Again and again during the two dozen interviews I’ve conducted
to figure out what we’ve learned from a decade of knowledge management
experiences, practitioners said, “Knowledge management projects focused mainly
on technology will fail,” or words to that effect. No surprise there. From the
early days of KM, thoughtful commentators talked about the human and
organizational elements of knowledge work and the need to balance technology,
process, and culture. Everyone heard stories of failed technology-driven
projects—“knowledge bases” ignored by intended users, unreliable and abandoned
expertise locators.
But some of the same practitioners who expressed this
supposedly obvious truth said that the point had to be made again and again to
prevent their organizations from falling back into the mistake of depending on
technology to make knowledge sharing happen. Companies still invest in mainly
technological fixes to knowledge problems and, when those fail, they do it
again, pinning their hopes on some improvement or other in the
software.
Why?
The way I read his answer is that most professional KM practitioners and/or their clients find the soft side of KM (culture, process, environment) to be too difficult and that it's simpler to just rely on a good old technology solution and hope for the best. He also uses the analogy of the factory or machine model to express the thinking of many organizational leaders. 
I think many leaders still want to think of their organizations as efficient
machines and people as part of the equipment who “should” adjust themselves to
the rest of the mechanism without pampering or a lot of talk about
“culture.”
I would add to that by saying that there hasn't been a great framework for dealing with the issue until now either. KM seemed to be all about a single monlithic methodolgy to capture and republish an organization's knowlege.
Most of the KM solutions have been top down in nature. The executives decide that knowledge needs to be managed better and they bring in so and so to make it happen. Until now.

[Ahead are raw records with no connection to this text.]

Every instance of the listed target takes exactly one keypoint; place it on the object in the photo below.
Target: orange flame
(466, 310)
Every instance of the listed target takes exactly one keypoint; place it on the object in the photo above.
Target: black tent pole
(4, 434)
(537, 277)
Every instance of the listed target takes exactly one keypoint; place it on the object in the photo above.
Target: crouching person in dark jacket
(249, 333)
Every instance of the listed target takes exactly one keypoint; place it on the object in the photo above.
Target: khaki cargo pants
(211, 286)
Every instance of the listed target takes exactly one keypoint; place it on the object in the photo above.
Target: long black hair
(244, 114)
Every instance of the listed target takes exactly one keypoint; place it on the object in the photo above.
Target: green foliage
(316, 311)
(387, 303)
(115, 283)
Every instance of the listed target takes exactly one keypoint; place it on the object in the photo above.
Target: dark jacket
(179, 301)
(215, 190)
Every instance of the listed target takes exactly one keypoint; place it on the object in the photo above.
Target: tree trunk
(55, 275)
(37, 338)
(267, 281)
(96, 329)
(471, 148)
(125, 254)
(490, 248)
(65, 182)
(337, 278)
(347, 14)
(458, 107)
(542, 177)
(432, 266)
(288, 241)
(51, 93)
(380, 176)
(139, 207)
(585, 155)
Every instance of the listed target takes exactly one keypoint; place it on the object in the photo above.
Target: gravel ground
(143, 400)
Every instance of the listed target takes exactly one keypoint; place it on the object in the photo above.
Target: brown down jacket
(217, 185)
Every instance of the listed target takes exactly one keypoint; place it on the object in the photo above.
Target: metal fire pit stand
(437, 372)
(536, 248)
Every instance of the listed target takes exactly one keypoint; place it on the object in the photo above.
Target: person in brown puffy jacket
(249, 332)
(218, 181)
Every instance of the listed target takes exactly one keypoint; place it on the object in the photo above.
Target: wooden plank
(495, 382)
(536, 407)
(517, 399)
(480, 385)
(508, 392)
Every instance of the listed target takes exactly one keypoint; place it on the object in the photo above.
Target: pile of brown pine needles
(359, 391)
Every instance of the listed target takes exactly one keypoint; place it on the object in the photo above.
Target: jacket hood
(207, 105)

Informal learning strategies and user directed technologies have the potential to combine to make true knowledge management a reality by harnessing the power of individual motivation. Here I would replace the factory model with the agriculutural model. You can't make a plant grow but you can encourage the right conditions for growth. Given the right conditions and the availability of technology, people will create and publish knowledge. Organizations just have to harvest what is produced. The key is cultivating the right strategy given the cultural environment of the organization.
That's my story and I'm sticking to it.